10 McDonald’s and Coke basically made ‘Mac and Me’

IMDb

The 1988 E.T rip-off got made because of a sponsorship agreement with McDonald's and Coke. The film's producer, R.J. Louis, was an ad executive who worked on McDonald's campaigns, and included a full song and a dance sequence inside an actual McDonald's. In one memorable scene, the alien is revived by drinking a can of Coke.

9 Steven Spielberg had a vision of John Goodman as Fred Flintstone

Spielberg had the rights to The Flintstones since the mid-late ‘80s, but the film was in "development hell." At a table read with John Goodman for the 1989 movie Always, he had an epiphany and announced, “Ladies and Gentlemen, I'd like to say something before we start: I've found my Fred Flintstone." This one line got the ball rolling and The Flintstones was released in 1994.

8 ABC didn’t understand ‘Twin Peaks’ but wanted a “prestige” oddball show

Executives at ABC admittedly didn’t understand David Lynch's pitch for Twin Peaks, but greenlit it to hopefully generate critical attention and prestige. A show from a respected oddball film director like Lynch fit the bill.

7 The O.J Trial and a sex tape spawned ‘The Kardashians’

Shutterstock

Without the landmark OJ case that patriarch Robert Kardashian took on, people may have never known the Kardashian name. Then in 2007, a video of Kim Kardashian and Ray J was just the thing to create buzz for the reality show Keeping Up with the Kardashians, which premiered later that same year.

6 The idea of the theme song got ‘Gilligans Island’ made

Wikimedia Commons

CBS president James T. Aubrey initially hated the show's premise and thought no one would get it, but show creator Sherwood Schwartz convinced him that the theme song would help the audience understand the premise. Aubrey agreed to hear it and Schwartz had to write the famous "Ballad of Gilligan's Isle" overnight.

5 ‘Cop Rock’ was made to scratch a musical itch

IMDb

ABC loved Steven Bochco for his success with hits like Hill Street Blues and L.A. Law. He pitched a police procedural musical to satisfy a musical itch he had, and he was given the creative freedom to create this unusual musical police procedural. It came out in 1990 and was canceled after 11 episodes due to poor ratings and a lack of audience acceptance for its unusual format.
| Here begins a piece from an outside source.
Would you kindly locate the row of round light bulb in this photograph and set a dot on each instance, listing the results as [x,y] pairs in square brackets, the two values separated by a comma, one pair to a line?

4 ‘The Cleveland Show’ was greenlit to keep Seth MacFarlane at Fox

The development of The Cleveland Show was part of a deal to keep Seth MacFarlane at Fox by securing his services for several more years as an executive producer on Family Guy, American Dad, and this new show. That 2008 deal extended his relationship with the network through 2012.

3 ‘Sharknado’ was made because of the title

SyFy Films

The general concept was pitched as a concept called ‘Shark Storm,’ and Syfy offered to make the film if they used the title the network had been sitting on: Sharknado. Writers got to work on the script.

2 ‘Troll 2’ was made because the writer hated that her friends were going vegetarian

Epic Productions

Screenwriter Rossella Drudi, who co-wrote the script with her husband and director Claudio Fragasso said, “I came up with a story about who were vegetarians because at that point in my life, I had many friends who'd become vegetarians and it pissed me off. So I had the idea of replacing the vampires in the vampire story with vegetarians."

1 ‘Cavemen’ was greenlit based on their successful GEICO commercials

ABC Studios

The 2007 series was made because ABC believed the cavemen characters had enough built-in recognition to anchor a quirky sitcom. Turning a 30-second joke into a full narrative series was a massive failure and it was cancelled in less than 2 months.